It has been 40 years (or thereabouts) since I fasted on Yom Kippur. I was 15 years old when I followed my father, Lazer, and became a committed atheist. I am an atheist who believes in ghosts, nature, witchcraft and the supernatural. This is not a very Jewish way. Over the last 40 years I have wrestled with what it means to be Jewish as an atheist and anti-Zionist. There isn’t much wiggle room in between those two fixed unmoveables. I feel like I am Jewish, even though, at 55, I am still in rebellion. I can’t explain what makes me Jewish, and honestly, mostly, I am uncomfortable with it. I have absolutely nothing in common with the Jewish community of Cape Town, and they don’t love me much either.

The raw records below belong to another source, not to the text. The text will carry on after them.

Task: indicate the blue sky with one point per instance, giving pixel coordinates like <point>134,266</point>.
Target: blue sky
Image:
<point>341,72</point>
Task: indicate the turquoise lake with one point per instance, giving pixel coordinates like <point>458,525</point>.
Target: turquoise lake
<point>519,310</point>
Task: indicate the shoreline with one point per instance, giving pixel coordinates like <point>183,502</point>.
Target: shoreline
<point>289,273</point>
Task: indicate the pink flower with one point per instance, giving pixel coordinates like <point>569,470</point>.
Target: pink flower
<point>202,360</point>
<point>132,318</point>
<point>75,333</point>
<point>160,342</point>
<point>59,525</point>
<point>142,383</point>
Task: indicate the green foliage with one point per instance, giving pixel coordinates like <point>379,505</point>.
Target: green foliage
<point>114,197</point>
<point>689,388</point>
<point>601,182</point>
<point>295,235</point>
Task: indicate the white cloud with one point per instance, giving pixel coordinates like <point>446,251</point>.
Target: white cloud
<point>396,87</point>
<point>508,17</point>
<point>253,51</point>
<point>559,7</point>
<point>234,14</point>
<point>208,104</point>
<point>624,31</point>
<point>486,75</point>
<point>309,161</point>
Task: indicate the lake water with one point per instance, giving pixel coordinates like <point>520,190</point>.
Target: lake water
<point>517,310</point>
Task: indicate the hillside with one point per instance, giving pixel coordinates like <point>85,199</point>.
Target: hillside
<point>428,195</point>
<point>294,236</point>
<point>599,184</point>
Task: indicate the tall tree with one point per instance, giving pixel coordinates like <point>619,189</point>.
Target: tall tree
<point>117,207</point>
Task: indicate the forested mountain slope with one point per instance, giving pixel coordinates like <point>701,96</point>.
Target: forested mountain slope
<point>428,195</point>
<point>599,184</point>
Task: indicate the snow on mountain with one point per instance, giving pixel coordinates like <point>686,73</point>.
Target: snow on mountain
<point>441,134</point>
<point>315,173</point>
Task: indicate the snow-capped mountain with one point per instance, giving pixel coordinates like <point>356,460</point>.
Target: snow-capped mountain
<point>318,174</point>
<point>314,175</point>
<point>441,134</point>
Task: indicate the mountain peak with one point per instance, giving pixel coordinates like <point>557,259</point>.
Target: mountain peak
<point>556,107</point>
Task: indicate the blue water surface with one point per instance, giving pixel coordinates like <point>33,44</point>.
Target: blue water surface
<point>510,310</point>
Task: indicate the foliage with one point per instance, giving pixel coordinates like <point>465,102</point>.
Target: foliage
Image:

And yet, something drew me to fasting this year. I have had (as we all have, but mine has been triple, trust me) the worst year of my life, pretty much on every single level. But one thing I have done is be alone, and I have had time for introspection. And a day of fasting seems like a good way to solidify that, cleanse, focus, stay away from the ‘usual’ Monday noise, and take time out to further reflect on my own behaviour. I have created some horrible patterns I am keen to break. I default easily into certain emotions. I want to visualise my near future, really think about the things I am sorry for, and try to imagine how to be better and do better at the human and humanity side of things.
Yes, it is only 10am and so far all I have is a caffeine withdrawal headache and grumpiness, but I know I will feel different later. To all my Jewish friends, I wish you well over the fast, and clarity, and humility going forward.